Federal law prohibits individuals from acting as agents of foreign governments within the United States without prior notification to the Attorney General. Department of Justice records indicate that Buryakov never notified the Attorney General that he was, in fact, an agent of the Russia Federation.
Buryakov worked in New York with at least two other SVR agents, Igor Sporyshev and Victor Podobnyy. From on or about Nov. 22, 2010, to on or about Nov. 21, 2014, Sporyshev officially served as a trade representative of the Russian Federation in New York. From on or about Dec. 13, 2012, to on or about Sept. 12, 2013, Podobnyy officially served as an attaché to the Permanent Mission of the Russian Federation to the United Nations. The investigation, however, showed that Sporyshev and Podobnyy also worked as officers of the SVR. Sporyshev and Podobnyy were charged along with Buryakov in January 2015, however, Sporyshev and Podobnyy no longer lived in the United States at that time and were not arrested.
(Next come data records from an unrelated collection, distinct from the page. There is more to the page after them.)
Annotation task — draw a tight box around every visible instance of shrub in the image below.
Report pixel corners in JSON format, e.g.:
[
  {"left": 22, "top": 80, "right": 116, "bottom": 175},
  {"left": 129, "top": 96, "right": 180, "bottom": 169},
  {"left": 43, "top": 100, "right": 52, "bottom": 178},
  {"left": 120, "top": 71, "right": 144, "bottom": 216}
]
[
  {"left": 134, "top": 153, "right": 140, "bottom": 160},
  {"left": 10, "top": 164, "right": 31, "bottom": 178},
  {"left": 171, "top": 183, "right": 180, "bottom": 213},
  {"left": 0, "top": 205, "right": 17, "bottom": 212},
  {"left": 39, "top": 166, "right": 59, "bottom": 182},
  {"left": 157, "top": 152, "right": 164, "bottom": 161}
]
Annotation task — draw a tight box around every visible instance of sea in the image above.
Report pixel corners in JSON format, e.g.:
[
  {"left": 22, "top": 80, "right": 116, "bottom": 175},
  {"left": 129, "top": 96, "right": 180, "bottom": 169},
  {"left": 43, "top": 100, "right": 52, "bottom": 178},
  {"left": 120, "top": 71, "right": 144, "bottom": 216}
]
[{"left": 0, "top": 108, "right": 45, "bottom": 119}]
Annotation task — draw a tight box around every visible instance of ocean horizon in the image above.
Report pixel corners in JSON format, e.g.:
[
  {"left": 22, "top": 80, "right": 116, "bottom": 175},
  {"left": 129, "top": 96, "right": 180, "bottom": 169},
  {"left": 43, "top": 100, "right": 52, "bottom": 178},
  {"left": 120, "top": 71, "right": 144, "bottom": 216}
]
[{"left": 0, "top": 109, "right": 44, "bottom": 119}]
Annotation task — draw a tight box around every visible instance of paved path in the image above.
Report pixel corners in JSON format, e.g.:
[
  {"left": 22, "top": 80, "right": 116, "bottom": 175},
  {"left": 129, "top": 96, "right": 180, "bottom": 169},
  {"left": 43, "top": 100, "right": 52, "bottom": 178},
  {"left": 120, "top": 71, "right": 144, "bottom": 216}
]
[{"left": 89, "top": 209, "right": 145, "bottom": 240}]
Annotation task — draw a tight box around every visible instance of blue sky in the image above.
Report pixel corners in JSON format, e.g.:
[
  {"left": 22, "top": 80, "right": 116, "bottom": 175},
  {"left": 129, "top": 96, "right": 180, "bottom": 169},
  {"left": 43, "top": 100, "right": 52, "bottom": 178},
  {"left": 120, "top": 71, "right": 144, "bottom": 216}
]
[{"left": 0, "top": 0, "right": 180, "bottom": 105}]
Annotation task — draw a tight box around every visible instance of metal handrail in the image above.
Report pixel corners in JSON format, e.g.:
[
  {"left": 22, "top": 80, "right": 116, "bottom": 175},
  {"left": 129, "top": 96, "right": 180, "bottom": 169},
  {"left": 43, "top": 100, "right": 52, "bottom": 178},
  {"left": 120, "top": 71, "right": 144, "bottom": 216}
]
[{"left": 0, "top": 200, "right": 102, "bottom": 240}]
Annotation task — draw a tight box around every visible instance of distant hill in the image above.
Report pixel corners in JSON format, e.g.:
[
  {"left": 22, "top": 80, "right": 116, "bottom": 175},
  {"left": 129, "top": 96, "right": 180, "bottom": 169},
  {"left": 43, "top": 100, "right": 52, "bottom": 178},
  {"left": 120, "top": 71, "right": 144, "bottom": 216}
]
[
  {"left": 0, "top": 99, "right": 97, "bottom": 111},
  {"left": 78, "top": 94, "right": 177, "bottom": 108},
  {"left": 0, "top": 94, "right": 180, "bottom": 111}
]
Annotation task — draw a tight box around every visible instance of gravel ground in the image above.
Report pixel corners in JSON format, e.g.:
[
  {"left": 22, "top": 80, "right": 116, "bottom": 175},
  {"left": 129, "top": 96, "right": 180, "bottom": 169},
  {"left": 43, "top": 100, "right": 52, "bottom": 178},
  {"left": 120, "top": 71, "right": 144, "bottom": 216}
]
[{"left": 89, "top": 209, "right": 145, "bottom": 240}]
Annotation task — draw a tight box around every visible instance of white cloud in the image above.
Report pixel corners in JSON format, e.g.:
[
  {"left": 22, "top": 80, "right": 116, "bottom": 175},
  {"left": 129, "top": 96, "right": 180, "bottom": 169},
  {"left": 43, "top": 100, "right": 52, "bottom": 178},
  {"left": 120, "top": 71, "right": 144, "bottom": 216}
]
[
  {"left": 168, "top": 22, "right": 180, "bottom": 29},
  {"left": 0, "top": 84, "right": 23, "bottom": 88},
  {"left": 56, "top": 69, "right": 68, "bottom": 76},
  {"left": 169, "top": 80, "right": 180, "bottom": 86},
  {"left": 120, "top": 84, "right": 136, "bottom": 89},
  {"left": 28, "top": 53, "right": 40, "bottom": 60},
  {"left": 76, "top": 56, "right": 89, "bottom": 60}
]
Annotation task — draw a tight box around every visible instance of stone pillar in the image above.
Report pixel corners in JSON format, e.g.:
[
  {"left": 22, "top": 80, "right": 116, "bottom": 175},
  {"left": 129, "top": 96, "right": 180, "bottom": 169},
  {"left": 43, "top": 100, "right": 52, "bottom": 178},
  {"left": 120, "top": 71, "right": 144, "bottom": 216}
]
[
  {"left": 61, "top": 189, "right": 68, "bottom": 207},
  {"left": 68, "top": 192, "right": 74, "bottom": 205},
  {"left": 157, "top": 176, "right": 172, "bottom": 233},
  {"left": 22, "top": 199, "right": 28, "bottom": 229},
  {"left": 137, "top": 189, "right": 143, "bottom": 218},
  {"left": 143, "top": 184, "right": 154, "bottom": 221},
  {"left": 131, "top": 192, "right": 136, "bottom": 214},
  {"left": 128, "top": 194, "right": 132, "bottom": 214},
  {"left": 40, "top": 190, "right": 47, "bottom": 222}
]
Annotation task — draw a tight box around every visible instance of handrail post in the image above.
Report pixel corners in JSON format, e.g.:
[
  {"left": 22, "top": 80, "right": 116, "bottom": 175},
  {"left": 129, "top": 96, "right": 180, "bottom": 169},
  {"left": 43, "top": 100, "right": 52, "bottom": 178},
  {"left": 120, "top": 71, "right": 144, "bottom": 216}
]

The directives from the SVR to Buryakov, Sporyshev and Podobnyy, as well as to other covert SVR agents acting within the United States, included requests to gather intelligence on, among other subjects, potential U.S. sanctions against Russian banks and the United States’ efforts to develop alternative energy resources.
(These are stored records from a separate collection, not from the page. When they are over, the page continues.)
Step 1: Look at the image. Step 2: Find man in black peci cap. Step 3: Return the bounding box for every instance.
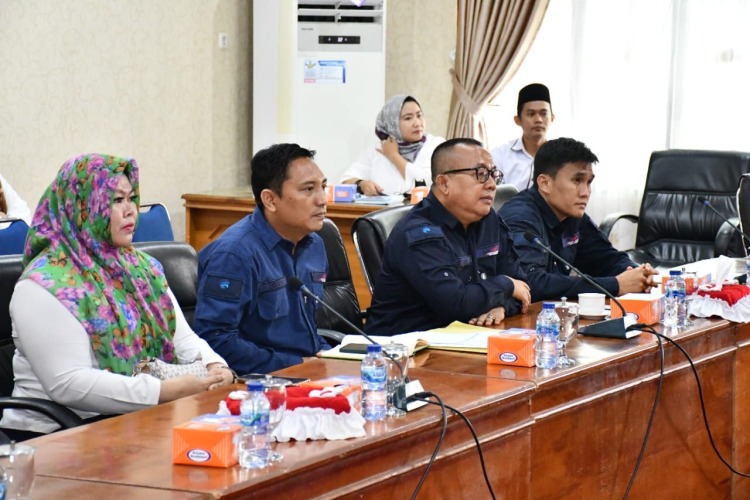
[491,83,555,191]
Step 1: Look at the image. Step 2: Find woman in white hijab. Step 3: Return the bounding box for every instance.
[340,95,445,196]
[0,175,31,229]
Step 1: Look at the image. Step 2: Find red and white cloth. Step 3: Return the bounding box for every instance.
[224,386,366,443]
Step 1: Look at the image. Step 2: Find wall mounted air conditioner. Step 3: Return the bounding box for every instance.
[253,0,385,183]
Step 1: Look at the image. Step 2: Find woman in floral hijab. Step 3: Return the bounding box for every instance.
[0,154,233,433]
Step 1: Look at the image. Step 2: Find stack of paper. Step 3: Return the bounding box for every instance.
[321,321,498,360]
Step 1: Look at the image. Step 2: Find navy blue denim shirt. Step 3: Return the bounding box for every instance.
[365,193,525,335]
[500,186,637,302]
[193,209,329,374]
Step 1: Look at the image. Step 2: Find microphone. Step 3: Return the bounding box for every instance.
[523,231,640,339]
[698,196,750,248]
[286,276,424,411]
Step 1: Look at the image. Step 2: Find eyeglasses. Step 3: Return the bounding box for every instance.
[443,165,503,184]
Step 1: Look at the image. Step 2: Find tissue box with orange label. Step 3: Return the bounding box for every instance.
[610,293,661,325]
[172,414,241,467]
[487,328,536,366]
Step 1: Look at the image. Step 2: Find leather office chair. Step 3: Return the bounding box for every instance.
[0,219,29,255]
[737,174,750,255]
[0,255,83,434]
[599,150,750,269]
[133,203,174,243]
[492,184,518,212]
[133,241,198,326]
[316,219,363,345]
[352,205,411,293]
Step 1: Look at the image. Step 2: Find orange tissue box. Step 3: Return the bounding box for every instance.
[172,414,240,467]
[487,328,536,366]
[610,293,661,325]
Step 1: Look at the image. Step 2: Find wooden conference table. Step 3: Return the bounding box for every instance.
[182,188,402,310]
[29,304,750,499]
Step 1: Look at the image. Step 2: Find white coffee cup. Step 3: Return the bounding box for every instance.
[578,293,604,316]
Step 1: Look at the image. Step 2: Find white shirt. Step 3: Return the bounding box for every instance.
[0,279,226,433]
[490,138,534,191]
[339,134,445,195]
[0,175,31,229]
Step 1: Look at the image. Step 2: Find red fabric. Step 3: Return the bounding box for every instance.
[225,386,351,415]
[698,285,750,306]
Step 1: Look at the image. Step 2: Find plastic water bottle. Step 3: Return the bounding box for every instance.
[361,344,388,421]
[662,270,687,328]
[534,302,560,368]
[239,382,271,469]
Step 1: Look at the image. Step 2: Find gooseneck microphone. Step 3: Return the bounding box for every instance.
[523,231,638,339]
[286,276,421,411]
[698,196,750,248]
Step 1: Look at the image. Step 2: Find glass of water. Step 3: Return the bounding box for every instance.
[0,441,34,499]
[555,297,578,368]
[383,342,409,417]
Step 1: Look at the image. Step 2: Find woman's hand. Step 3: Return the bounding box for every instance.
[154,373,224,403]
[206,363,235,391]
[378,137,409,178]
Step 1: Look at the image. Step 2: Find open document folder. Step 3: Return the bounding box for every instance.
[320,321,500,360]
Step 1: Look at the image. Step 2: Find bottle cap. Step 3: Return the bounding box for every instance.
[247,381,263,392]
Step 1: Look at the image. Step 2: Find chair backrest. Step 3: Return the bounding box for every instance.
[0,219,29,255]
[492,184,518,212]
[133,241,198,325]
[737,174,750,254]
[635,150,750,266]
[133,203,174,243]
[0,255,23,396]
[352,205,411,293]
[315,219,363,334]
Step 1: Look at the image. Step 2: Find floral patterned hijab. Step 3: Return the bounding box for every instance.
[21,154,176,375]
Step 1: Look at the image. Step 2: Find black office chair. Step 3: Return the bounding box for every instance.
[133,241,198,326]
[736,174,750,255]
[133,203,174,243]
[492,184,518,212]
[316,219,363,345]
[599,150,750,269]
[352,205,411,293]
[0,255,84,441]
[0,218,29,255]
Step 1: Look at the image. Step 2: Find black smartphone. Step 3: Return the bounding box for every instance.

During the course of their work as covert SVR agents in the United States, Buryakov, Sporyshev and Podobnyy regularly met and communicated using clandestine methods and coded messages in order to exchange intelligence-related information while shielding their associations with one another as SVR agents. Sporyshev was responsible for relaying intelligence assignments from the SVR to Buryakov.
On or about March 28, 2014, Sporyshev was recorded telling Buryakov that he needed help researching the “effects of economic sanctions on our country,” among other things. A few days later, on April 2, 2014, Sporyshev called Buryakov and stated, in an intercepted conversation, that he had not seen Buryakov in a while, and asked to meet Buryakov outside VEB’s office in New York in 20 minutes. A court-authorized search of Buryakov’s computer at VEB revealed that, at around the time of this telephone call, Buryakov conducted the following internet searches: “sanctions Russia consiquences” [sic] and “sanctions Russia impact.”
Two days later, on April 4, 2014, Buryakov called Sporyshev and in an intercepted conversation, stated that he “wrote you an order list,” and suggested that they meet. Approximately 20 minutes later, Sporyshev met Buryakov in the driveway of Buryakov’s home. Their encounter, which was captured by a video surveillance camera located near Buryakov’s residence, lasted approximately two minutes. On the video footage, the defendants appeared to exchange a small object.
In the summer of 2014, Buryakov met multiple times with a confidential source working for the FBI and an FBI undercover employee, both of whom purported to be working on a casino development project in Russia. During these meetings, Buryakov accepted documents that were purportedly obtained from a U.S. government agency and which supposedly contained information potentially useful to Russia, including information about U.S. sanctions against Russia.
Buryakov will be sentenced on May 25, 2016, where he faces a statutory maximum sentence of five years in prison.
Assistant Attorney General Carlin joined U.S. Attorney Bharara in praising the investigative work of the FBI’s Counterintelligence Division.
The prosecution is being handled by Assistant U.S. Attorneys Emil J. Bove III, Brendan F. Quigley and Stephen J. Ritchin of the Southern District of New York, with assistance provided by Senior Trial Attorney Heather Schmidt of the National Security Division’s Counterintelligence and Export Control Section.